Очень быстро болезнь тех, кого не любят, наложила свой тусклый отпечаток на лицо моей любовницы, приглушив его яркую красоту, сделав угрюмым и невыразительным. Как только очарование ее уменьшалось, я тут же говорил ей об этом. Она бросалась к зеркалу и, считая себя некрасивой, в конце концов действительно стала дурнеть. Такова сила злобы: она кроит и уродует. Но какого же это требует таланта! Люди не подозревают, насколько тяжело быть мерзавцем; зло — это аскеза, как и святость, для начала нужно одолеть предрассудки общества, всегда склонного к жалости, истреблять без отдыха бледный народец добрых чувств, наконец, иметь острое чувство театра, психологическое знание души, что дано не каждому.
В довершение всех бед моя несчастная любовница оплошала, выдавая сильнейшие соматические реакции на переживания и расплачиваясь собственным телом за мои выходки. При малейшей неприятности у нее тут же появлялись прыщи и большие красные пятна, не исчезавшие в течение многих часов, которые она проводила в темной комнате. К примеру, мы ужинаем у друзей, людей моего пошиба, молодых зажиточных буржуа, ядовитых и, естественно, «левых». В начале трапезы я украдкой делаю язвительные замечания о ее безвкусной манере одеваться, о блестящем носе, жирной коже, красных глазах. Общество думает, будто я нашептываю ей на ушко нежности, и восторгается силой моих чувств. Ребекка хочет уйти из-за стола, чтобы выплакаться, а затем держится по отношению ко мне крайне враждебно. Тут каждый видит меня невинной жертвой, а спутницу мою — мстительной и гневливой фурией. И я знаю, что за этим последует: раздражение вершит свое черное дело с лицом Ребекки. На щеке у нее зреет крупный фурункул.
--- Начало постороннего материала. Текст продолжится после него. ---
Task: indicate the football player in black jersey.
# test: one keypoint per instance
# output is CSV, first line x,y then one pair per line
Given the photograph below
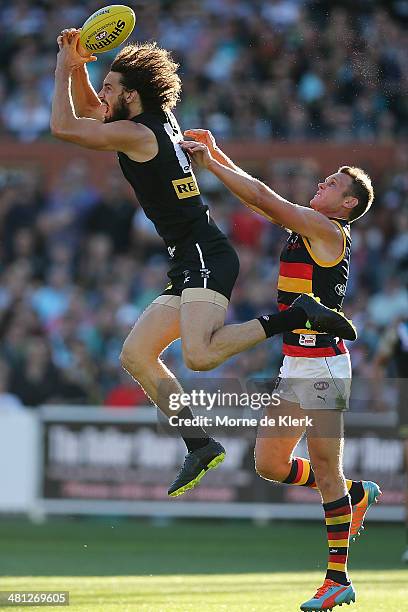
x,y
132,116
316,373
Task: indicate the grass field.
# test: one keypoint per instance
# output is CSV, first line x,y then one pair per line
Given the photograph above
x,y
133,565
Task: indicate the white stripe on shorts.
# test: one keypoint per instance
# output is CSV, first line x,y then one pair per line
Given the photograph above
x,y
202,263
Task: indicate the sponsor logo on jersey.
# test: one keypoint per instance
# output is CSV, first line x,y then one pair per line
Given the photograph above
x,y
307,340
186,187
321,385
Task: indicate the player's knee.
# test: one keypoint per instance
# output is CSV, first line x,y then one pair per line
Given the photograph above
x,y
132,360
324,471
271,468
197,358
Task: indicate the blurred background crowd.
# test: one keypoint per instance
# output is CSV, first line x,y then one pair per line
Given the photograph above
x,y
311,68
79,263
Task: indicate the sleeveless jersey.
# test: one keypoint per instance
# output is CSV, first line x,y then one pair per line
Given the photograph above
x,y
166,186
300,271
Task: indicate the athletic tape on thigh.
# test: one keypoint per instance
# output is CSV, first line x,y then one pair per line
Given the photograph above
x,y
168,300
196,294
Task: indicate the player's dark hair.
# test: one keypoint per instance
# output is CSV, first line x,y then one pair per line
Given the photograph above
x,y
361,188
150,71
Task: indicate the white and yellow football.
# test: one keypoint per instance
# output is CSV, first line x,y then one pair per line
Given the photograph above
x,y
107,28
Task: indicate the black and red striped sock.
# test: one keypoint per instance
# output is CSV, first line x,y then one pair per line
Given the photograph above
x,y
338,518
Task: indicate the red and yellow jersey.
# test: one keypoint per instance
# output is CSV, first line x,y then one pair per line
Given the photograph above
x,y
301,271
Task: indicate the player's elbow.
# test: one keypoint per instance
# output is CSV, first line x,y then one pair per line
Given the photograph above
x,y
58,132
262,197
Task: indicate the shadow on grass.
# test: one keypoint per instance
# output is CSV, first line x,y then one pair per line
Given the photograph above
x,y
95,547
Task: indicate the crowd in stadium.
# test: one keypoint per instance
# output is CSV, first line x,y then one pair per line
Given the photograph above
x,y
80,263
311,69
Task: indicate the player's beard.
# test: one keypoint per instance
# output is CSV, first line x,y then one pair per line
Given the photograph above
x,y
119,111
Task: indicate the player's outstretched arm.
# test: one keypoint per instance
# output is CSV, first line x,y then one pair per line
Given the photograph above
x,y
264,200
84,97
90,133
206,137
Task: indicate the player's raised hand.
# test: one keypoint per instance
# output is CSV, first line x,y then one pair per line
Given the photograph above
x,y
203,136
71,53
198,152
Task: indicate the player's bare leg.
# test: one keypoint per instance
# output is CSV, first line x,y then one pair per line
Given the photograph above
x,y
206,341
325,443
153,332
274,447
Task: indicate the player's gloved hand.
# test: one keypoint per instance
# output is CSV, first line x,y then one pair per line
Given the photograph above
x,y
198,152
203,136
72,54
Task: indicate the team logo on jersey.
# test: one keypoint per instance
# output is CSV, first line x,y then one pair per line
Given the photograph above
x,y
307,340
186,187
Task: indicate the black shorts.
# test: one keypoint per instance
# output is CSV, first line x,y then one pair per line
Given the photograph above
x,y
206,261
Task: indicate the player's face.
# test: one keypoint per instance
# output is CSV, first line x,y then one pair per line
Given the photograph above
x,y
112,96
331,193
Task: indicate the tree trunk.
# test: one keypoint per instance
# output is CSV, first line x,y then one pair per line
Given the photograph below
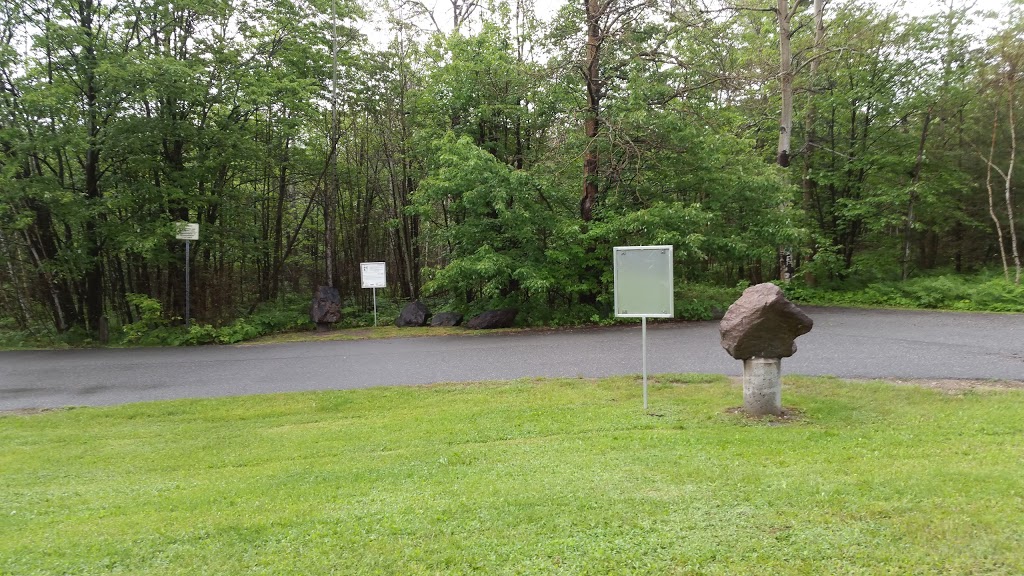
x,y
591,73
911,200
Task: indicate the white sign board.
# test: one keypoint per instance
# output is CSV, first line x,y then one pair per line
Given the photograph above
x,y
187,231
373,275
643,281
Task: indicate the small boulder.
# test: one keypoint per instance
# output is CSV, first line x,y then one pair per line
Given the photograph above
x,y
326,309
414,314
446,319
493,319
763,324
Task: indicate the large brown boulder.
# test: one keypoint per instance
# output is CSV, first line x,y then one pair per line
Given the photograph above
x,y
763,324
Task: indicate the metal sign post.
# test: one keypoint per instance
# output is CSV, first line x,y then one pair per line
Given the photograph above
x,y
187,232
374,275
643,289
187,288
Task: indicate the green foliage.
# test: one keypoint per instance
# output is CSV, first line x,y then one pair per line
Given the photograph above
x,y
978,293
705,301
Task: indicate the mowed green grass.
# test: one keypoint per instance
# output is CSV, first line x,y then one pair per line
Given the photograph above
x,y
529,477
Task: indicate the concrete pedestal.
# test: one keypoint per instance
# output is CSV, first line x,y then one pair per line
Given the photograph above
x,y
763,386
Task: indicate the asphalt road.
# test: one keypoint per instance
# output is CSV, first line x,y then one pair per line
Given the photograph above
x,y
854,343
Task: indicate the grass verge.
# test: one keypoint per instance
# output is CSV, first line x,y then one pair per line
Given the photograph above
x,y
529,477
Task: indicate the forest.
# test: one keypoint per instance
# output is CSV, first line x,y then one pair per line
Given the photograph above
x,y
493,154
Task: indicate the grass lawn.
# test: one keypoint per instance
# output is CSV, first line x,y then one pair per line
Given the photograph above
x,y
530,477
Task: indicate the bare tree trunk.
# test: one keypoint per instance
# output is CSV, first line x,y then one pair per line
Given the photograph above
x,y
591,73
991,202
785,74
908,224
1011,80
24,315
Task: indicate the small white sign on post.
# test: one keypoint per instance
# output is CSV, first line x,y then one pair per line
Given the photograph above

— Дорогая, у тебя прыщ на лице, — громко восклицаю я.
Ребекка бледнеет, проводит дрожащим пальцем по больному месту, обзывает меня «олухом» или «уродом». Беря публику в свидетели, я фыркаю:
— Не моя вина, что ты прыщавая, все знают, что юношеские угри высыпают независимо от возраста.
Сидящие за столом хихикают, особенно женщины, все как одна конечно же феминистки, которых очень радует унижение соперницы, вдобавок не принадлежащей к их кругу. Если бы вы видели лицо Ребекки в этот момент — мертвенно-бледное, как у мумии. За несколько секунд ее вызывающая красота разбилась вдребезги, как груда тарелок. Разговор возобновляется, но она отмалчивается, дуется в своем углу, неловко прикрывает щеку рукой, а зараза тем временем расползается, атакуя с другой стороны, карабкаясь к вискам, накладывая свои тонкие клейма на рот и шею. Ребекка так паниковала каждый раз, когда мы ужинали в компании, что аллергия проявлялась, даже если я мило вел себя, — иными словами, мне уже не было нужды вмешиваться, чтобы повлиять на нее.